Evaluation of Retinal and Optic Nerve Head Neovascularization with FD-OCT in PDR
Researchers sought to describe the in vivo spatial and morphological vitreoretinal relationships associated with diabetic retinal neovascularization using Fourier-domain optical coherence tomography (FD-OCT).
They conducted a qualitative assessment of the macula, retina and optic disc head FD-OCT (Topcon 3D OCT-1000) imaging of patients with treatment-naïve and laser-treated proliferative diabetic retinopathy (PDR). They examined the morphology and plane of retinal neovascularization at the disc (NVD) and elsewhere in the retina (NVE), and also evaluated the posterior vitreous relationships. The researchers correlated the FD-OCT characteristics of clinical versus subclinical PDR disease with conventional and wide-field Optos fundus fluorescein angiography.

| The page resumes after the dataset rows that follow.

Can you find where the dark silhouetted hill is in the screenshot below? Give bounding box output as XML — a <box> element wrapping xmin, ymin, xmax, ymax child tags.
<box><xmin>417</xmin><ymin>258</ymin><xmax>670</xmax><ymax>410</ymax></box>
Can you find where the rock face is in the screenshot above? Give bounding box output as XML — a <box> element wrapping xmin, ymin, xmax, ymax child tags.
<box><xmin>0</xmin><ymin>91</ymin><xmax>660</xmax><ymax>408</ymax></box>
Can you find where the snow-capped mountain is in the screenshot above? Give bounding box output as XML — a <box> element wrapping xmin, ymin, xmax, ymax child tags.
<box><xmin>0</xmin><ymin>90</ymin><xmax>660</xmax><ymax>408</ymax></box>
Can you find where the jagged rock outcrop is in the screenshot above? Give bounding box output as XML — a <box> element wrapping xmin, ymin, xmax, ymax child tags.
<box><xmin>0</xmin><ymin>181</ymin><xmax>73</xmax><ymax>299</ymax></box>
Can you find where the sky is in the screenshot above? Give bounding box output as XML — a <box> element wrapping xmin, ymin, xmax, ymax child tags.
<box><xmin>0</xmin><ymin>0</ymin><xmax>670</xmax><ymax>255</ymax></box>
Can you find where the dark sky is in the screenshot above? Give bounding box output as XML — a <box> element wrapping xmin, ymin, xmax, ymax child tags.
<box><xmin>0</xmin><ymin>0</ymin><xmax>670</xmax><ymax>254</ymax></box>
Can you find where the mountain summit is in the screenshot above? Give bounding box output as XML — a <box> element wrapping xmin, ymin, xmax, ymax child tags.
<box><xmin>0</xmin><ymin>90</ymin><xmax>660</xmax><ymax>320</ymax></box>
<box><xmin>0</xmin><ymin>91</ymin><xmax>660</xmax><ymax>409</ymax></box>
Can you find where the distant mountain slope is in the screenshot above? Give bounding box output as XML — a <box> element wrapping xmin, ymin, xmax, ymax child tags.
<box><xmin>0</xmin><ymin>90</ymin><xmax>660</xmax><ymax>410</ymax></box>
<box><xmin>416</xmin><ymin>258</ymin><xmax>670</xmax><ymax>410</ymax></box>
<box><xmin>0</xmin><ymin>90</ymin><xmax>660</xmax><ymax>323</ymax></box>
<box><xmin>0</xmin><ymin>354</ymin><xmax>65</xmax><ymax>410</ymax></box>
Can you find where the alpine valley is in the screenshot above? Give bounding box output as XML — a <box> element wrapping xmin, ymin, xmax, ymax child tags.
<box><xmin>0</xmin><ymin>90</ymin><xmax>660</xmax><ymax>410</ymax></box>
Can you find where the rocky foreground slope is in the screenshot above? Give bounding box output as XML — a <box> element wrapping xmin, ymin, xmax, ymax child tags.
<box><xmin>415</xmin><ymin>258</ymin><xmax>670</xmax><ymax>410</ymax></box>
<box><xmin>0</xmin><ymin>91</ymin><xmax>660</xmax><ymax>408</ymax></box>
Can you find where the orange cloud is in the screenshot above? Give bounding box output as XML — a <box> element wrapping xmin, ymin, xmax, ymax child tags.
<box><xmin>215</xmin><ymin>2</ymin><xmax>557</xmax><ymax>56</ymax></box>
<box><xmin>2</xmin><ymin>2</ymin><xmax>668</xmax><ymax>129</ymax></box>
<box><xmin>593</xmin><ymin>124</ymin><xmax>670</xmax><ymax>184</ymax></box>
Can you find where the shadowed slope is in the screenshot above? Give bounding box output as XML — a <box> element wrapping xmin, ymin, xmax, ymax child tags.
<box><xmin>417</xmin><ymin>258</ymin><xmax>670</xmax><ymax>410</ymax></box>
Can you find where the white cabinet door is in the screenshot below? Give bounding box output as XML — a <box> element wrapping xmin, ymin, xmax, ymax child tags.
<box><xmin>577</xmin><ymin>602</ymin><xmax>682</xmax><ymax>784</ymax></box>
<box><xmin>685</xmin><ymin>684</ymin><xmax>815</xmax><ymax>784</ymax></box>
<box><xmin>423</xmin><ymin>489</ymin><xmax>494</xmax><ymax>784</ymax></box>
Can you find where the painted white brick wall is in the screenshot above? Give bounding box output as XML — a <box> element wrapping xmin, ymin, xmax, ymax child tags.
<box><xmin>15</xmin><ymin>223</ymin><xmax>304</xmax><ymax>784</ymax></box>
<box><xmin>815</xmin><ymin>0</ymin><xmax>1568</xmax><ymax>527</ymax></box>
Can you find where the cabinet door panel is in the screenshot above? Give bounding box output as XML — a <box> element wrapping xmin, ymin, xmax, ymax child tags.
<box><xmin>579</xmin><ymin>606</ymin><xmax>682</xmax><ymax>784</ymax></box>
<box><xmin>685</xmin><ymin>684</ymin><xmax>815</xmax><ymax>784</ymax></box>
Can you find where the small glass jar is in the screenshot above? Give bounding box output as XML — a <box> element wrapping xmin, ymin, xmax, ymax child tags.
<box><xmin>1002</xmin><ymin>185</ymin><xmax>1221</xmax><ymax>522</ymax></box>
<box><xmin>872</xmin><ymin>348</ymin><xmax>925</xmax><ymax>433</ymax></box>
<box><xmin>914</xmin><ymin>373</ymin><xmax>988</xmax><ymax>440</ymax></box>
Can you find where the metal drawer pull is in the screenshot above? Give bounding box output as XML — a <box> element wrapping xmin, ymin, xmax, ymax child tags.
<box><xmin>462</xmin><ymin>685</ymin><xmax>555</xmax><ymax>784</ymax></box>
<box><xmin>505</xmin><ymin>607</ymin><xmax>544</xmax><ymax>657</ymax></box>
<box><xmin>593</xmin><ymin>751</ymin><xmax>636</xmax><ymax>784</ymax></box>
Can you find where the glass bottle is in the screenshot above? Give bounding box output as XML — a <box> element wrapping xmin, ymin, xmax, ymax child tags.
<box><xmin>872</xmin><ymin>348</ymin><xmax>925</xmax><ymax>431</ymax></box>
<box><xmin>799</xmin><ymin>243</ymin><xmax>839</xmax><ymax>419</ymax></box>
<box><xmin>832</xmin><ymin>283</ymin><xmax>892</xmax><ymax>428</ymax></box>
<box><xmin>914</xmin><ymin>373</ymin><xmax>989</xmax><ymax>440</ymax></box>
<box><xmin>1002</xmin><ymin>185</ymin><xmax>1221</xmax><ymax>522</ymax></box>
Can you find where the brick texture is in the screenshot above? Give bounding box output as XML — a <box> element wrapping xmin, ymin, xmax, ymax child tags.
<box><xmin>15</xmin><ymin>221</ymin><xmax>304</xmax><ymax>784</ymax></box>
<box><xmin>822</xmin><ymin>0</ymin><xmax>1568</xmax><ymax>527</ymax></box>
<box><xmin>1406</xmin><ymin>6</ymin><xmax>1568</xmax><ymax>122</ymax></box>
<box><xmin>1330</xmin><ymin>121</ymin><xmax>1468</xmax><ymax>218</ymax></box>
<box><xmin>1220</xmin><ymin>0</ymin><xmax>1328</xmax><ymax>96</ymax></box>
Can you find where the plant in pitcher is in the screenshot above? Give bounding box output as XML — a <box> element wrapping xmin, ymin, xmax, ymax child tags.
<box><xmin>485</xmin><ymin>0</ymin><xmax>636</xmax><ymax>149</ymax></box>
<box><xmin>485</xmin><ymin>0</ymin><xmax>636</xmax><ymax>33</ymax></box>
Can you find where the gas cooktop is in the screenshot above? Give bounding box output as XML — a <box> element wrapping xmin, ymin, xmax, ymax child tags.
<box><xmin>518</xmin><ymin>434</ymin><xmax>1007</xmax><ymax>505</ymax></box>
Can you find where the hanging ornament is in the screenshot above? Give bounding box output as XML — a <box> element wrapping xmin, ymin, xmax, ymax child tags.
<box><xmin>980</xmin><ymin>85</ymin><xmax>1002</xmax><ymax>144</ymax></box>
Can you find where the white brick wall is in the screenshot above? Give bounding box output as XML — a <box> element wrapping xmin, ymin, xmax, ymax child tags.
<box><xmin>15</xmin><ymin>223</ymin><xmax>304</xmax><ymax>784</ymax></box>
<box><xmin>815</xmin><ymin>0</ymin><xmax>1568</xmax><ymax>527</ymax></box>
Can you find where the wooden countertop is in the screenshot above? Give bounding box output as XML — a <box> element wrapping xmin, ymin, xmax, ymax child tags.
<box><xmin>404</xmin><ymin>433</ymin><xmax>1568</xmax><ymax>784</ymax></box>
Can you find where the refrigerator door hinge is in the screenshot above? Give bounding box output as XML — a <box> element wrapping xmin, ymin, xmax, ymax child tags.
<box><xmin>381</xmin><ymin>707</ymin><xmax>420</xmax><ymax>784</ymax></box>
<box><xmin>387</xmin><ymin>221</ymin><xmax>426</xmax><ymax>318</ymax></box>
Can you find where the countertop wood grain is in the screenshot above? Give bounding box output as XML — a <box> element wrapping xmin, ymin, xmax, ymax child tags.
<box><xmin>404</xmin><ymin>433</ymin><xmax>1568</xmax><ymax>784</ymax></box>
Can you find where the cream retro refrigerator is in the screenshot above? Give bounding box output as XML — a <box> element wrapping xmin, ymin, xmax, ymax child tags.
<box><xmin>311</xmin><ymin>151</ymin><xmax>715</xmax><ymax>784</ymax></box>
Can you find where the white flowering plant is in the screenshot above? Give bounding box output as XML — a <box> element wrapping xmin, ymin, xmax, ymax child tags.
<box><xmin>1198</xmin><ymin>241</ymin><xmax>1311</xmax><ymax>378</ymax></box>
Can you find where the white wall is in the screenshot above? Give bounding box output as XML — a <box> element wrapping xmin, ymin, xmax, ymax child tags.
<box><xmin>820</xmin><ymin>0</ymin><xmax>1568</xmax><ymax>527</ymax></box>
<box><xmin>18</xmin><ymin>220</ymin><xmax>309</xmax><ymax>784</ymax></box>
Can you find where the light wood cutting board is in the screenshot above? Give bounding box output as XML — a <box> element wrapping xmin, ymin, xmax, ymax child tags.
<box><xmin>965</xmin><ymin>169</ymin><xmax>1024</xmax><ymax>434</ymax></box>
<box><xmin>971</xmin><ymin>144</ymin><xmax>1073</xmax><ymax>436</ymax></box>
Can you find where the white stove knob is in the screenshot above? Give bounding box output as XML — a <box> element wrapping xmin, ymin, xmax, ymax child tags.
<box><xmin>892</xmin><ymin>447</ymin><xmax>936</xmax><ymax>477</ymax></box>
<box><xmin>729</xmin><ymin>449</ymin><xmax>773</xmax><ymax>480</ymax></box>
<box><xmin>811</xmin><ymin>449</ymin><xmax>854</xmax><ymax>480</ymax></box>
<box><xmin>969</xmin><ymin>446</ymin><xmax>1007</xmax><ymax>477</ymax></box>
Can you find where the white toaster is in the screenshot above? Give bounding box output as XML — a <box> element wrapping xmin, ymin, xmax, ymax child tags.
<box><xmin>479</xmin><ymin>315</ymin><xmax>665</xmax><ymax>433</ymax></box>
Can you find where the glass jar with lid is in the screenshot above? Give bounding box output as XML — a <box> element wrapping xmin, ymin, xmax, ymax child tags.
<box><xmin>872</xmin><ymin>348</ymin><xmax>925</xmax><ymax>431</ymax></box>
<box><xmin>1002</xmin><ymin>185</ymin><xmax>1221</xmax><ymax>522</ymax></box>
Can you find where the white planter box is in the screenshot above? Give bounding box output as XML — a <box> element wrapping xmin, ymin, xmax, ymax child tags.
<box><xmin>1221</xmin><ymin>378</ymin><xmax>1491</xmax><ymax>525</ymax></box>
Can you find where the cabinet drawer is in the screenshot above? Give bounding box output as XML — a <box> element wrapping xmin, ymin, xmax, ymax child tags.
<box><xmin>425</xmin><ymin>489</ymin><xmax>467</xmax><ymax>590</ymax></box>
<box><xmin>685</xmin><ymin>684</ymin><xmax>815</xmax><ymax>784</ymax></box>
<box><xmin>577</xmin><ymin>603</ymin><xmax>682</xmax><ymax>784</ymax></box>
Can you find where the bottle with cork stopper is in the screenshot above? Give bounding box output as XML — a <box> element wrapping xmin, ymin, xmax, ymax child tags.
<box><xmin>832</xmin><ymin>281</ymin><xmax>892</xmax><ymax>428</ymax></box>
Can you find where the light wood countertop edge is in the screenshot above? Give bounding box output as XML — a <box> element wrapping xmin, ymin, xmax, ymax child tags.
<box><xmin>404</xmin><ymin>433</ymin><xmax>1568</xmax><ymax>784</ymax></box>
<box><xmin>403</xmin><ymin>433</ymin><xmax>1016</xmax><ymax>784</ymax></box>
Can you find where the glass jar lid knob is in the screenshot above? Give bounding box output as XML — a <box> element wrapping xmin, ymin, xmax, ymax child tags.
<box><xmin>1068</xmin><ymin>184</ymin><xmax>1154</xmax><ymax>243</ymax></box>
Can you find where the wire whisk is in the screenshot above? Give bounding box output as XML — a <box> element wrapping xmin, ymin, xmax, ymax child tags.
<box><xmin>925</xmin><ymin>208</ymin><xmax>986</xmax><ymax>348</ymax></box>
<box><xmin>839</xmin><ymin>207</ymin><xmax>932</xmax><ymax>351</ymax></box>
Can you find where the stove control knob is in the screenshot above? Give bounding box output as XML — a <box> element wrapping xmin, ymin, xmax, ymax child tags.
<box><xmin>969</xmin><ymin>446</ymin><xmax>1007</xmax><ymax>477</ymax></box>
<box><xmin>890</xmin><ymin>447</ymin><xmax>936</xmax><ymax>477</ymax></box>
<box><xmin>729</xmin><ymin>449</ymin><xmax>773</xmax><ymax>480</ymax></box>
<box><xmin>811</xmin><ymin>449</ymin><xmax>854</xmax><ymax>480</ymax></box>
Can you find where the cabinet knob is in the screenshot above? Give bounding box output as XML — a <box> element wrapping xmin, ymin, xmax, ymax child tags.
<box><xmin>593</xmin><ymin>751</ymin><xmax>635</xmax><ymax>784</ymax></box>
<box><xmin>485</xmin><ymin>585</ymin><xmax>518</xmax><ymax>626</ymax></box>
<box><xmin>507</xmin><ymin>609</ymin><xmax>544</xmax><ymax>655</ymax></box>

They evaluated 50 eyes of 50 patients in this retrospective study and noted that retinal neovascularization appears as a hyper-reflective complex, with NVE arising from inner retina with disruption through the internal limiting membrane to attach to the posterior hyaloid surface. They also reported that FD-OCT detected subclinical hyper-reflective NVD complexes that were subvisible on color fundus imaging. Moreover, they described retinoschisis, vitreoretinal adhesions and pegs, zones of separation, and intraretinal tractional elements in untreated PDR patients using high-resolution FD-OCT.
FD-OCT can non-invasively characterize retinal and optic nerve head neovascular complexes at different stages of the proliferative disease process. In clinical practice, FD-OCT can monitor the in vivo serial changes of retinal neovascularization over time.
Source: Muqit MM, Stanga PE. Fourier-domain optical coherence tomography evaluation of retinal and optic nerve head neovascularization in proliferative diabetic retinopathy. Br J Ophthalmol. 2013;Oct 24. [Epub ahead of print]. DOI: 10.1136/bjophthalmol-2013-303941.